Jean Pisani-Ferry, économiste et commissaire général du CGSP depuis sa création en avril 2013, a très sobrement remis l’ouvrage à la Ministre avant de laisser la parole aux coordinatrices du rapport. http://www.strategie.gouv.fr/blog/w...

Marie-Cécile Naves et Vanessa Wisnia-Weil présentent alors les deux volets de leurs analyses portant sur l’orientation, les métiers et sur l’enseignement, pour couvrir l’ensemble de la vie quotidienne des enfants et des adolescents. C’est une réflexion transversale aux problèmes des stéréotypes qui a le mérite de montrer tous les interstices dans lesquels ils se construisent. L’objectif assumé est de se départir de la neutralité effective des institutions publiques pour inciter des politiques volontaristes qui font leurs preuves, ici, comme ailleurs en Europe. Un exemple : le nouveau chiffre de la part des femmes ingénieures françaises est désormais de 34 % (27 % en 2009) alors qu’en 1982 on l’estimait à 3 %.

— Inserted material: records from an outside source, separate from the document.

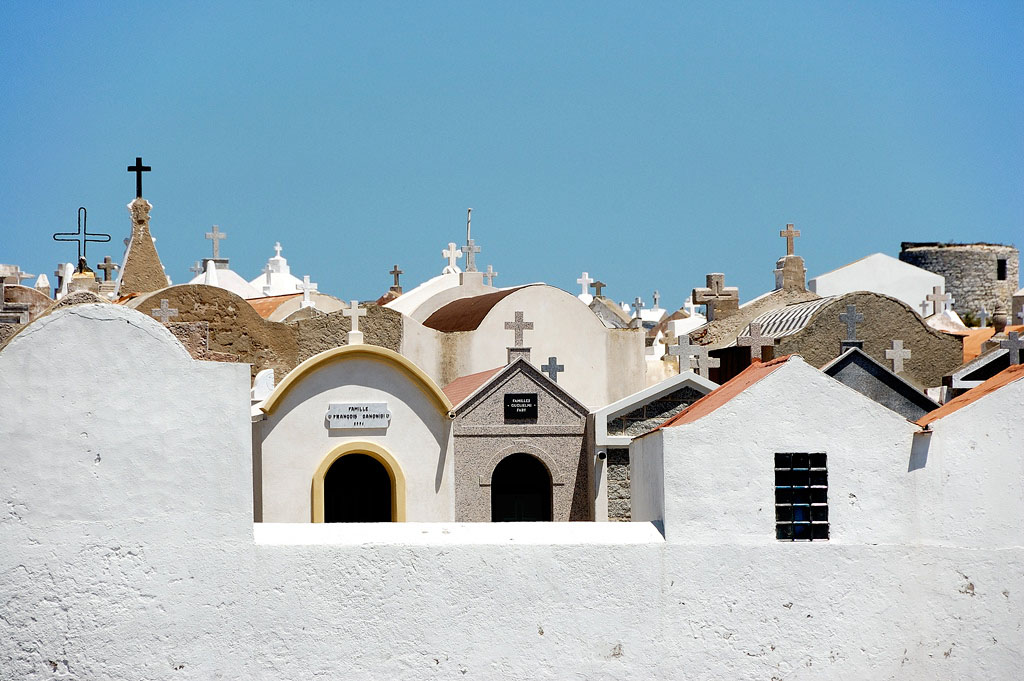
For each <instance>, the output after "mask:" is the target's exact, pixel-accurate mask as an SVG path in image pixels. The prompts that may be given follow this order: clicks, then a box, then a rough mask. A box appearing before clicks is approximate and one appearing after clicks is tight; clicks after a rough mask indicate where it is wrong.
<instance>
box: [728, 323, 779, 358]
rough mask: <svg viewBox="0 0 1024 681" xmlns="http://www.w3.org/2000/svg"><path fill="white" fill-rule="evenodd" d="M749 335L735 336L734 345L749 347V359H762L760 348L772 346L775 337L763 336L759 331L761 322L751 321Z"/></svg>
mask: <svg viewBox="0 0 1024 681" xmlns="http://www.w3.org/2000/svg"><path fill="white" fill-rule="evenodd" d="M750 332H751V335H750V336H739V337H738V338H736V345H738V346H739V347H750V348H751V360H754V359H762V360H763V359H764V350H763V349H762V348H766V347H774V345H775V339H774V338H772V337H771V336H765V335H763V334H762V333H761V323H760V322H751V326H750Z"/></svg>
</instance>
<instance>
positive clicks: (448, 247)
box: [441, 242, 462, 274]
mask: <svg viewBox="0 0 1024 681" xmlns="http://www.w3.org/2000/svg"><path fill="white" fill-rule="evenodd" d="M441 256H442V257H444V258H447V261H449V263H447V265H445V267H444V269H442V270H441V273H442V274H458V273H459V272H461V271H462V270H461V269H459V265H458V264H456V261H457V260H459V258H461V257H462V250H461V249H460V248H458V247H457V246H456V245H455V242H449V247H447V248H446V249H443V250H442V251H441Z"/></svg>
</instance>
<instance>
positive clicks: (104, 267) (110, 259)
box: [96, 255, 118, 282]
mask: <svg viewBox="0 0 1024 681" xmlns="http://www.w3.org/2000/svg"><path fill="white" fill-rule="evenodd" d="M96 269H102V270H103V281H104V282H110V281H111V272H112V271H114V270H115V269H118V263H116V262H114V261H113V260H111V256H109V255H104V256H103V261H102V262H100V263H99V264H98V265H96Z"/></svg>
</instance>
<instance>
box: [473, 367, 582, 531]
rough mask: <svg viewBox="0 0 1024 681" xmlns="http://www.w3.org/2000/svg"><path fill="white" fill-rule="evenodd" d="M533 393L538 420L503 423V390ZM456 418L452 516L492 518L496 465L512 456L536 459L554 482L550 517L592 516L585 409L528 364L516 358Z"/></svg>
mask: <svg viewBox="0 0 1024 681" xmlns="http://www.w3.org/2000/svg"><path fill="white" fill-rule="evenodd" d="M509 392H526V393H537V395H538V403H537V412H538V418H537V420H536V421H529V422H522V421H506V420H505V394H506V393H509ZM456 414H457V416H456V421H455V476H456V519H457V520H460V521H470V522H472V521H488V520H490V479H492V475H493V474H494V471H495V467H497V466H498V464H499V463H501V462H502V460H503V459H505V458H506V457H509V456H511V455H513V454H518V453H525V454H529V455H532V456H534V457H536V458H538V459H540V460H541V461H542V462H543V463H544V465H545V467H546V468H547V469H548V472H549V473H550V474H551V480H552V515H551V517H552V519H553V520H555V521H559V520H563V521H564V520H591V519H593V512H592V510H591V496H590V486H589V479H590V475H589V470H590V457H588V456H587V454H586V448H585V442H584V434H585V431H586V425H587V410H586V408H584V407H583V406H582V405H580V403H579V402H577V401H575V400H574V399H572V397H571V396H567V395H566V394H565V393H564V392H562V391H561V390H559V389H558V388H557V387H556V386H555V385H554V384H552V383H551V381H549V380H548V379H547V377H545V376H544V375H543V374H541V373H539V372H538V371H537V370H536V369H535V368H534V367H532V366H531V365H528V364H526V363H523V361H517V363H515V364H514V365H511V366H510V367H509V368H508V369H507V370H506V371H504V372H502V373H499V374H497V375H495V376H494V377H493V378H492V379H490V381H488V382H487V383H485V384H484V385H483V386H482V387H481V389H480V391H479V392H478V393H477V394H476V395H475V396H472V397H470V398H469V399H467V400H466V401H465V402H464V403H463V405H461V406H459V408H458V409H457V411H456Z"/></svg>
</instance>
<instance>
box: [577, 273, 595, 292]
mask: <svg viewBox="0 0 1024 681" xmlns="http://www.w3.org/2000/svg"><path fill="white" fill-rule="evenodd" d="M593 283H594V280H592V279H591V278H590V273H589V272H584V273H583V275H582V276H581V278H580V279H578V280H577V284H579V285H580V295H581V296H589V295H590V292H589V291H587V289H589V288H590V285H591V284H593Z"/></svg>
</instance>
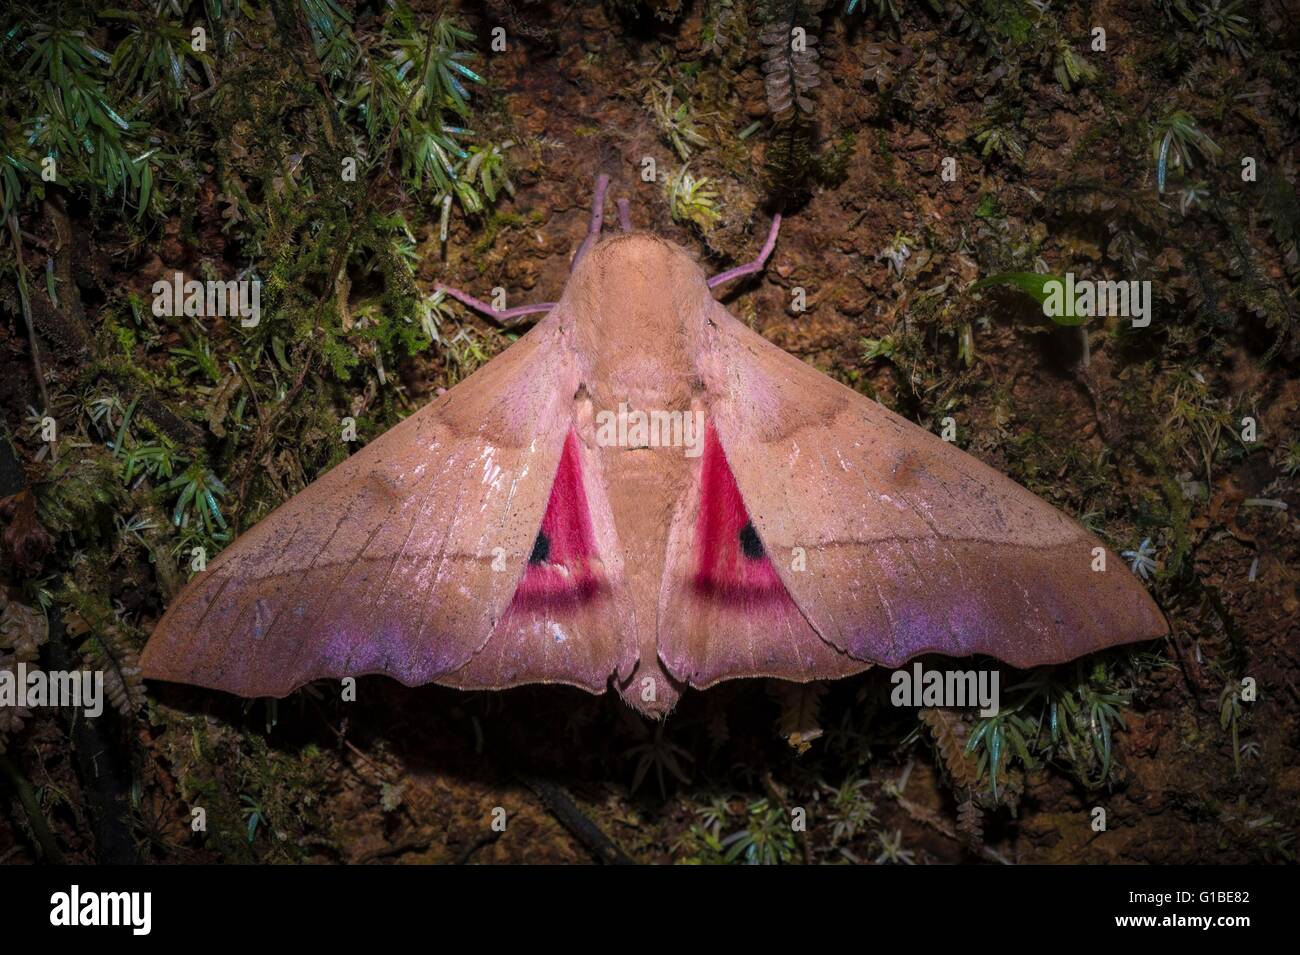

Des inégalités au nom des différences

Les inégalités socio-économiques significatives entre hommes et femmes perdurent. C’est encore plus prégnant dans les milieux populaires et défavorisés. L’épanouissement, les choix de vie sont influencés par une multitude de micro-incitations du milieu familial, du milieu scolaire, de l’institution éducative qui accompagnent toutes les représentations stéréotypées nourries depuis la petite enfance.

Changer les regards pour un changement global des mentalités doit viser aussi bien les garçons que les filles. Assurer des approches systémiques doit permettre de lutter contre l’effet de circularité des inégalités sexuées, qui se perpétuent au nom des différences.

Ainsi ce rapport s’articule autour de six thèmes et chapitres. Dans le premier, la socialisation des jeunes enfants mérite davantage d’implication des pères et de la mixité dans les métiers de la petite enfance. Dans le second chapitre, c’est l’insuffisante mixité des métiers qui pénalise surtout les jeunes moins qualifiés. On retrouve bien cette insuffisance dans les lycées professionnels et technologique où l’équilibrage ne se fait pas et ne bouge plus depuis trente ans ! «  Un verrou clé et un problème de justice sociale  ». Une voie pour faire évoluer les visions sexuées des métiers serait à exploiter en visant les jeunes adultes lorsqu’ils sont en situation de réorientation ou reconversion pour leur offrir d’autres voies moins marquées sexuellement et ainsi transgresser les normes professionnelles masculine à l’âge adulte.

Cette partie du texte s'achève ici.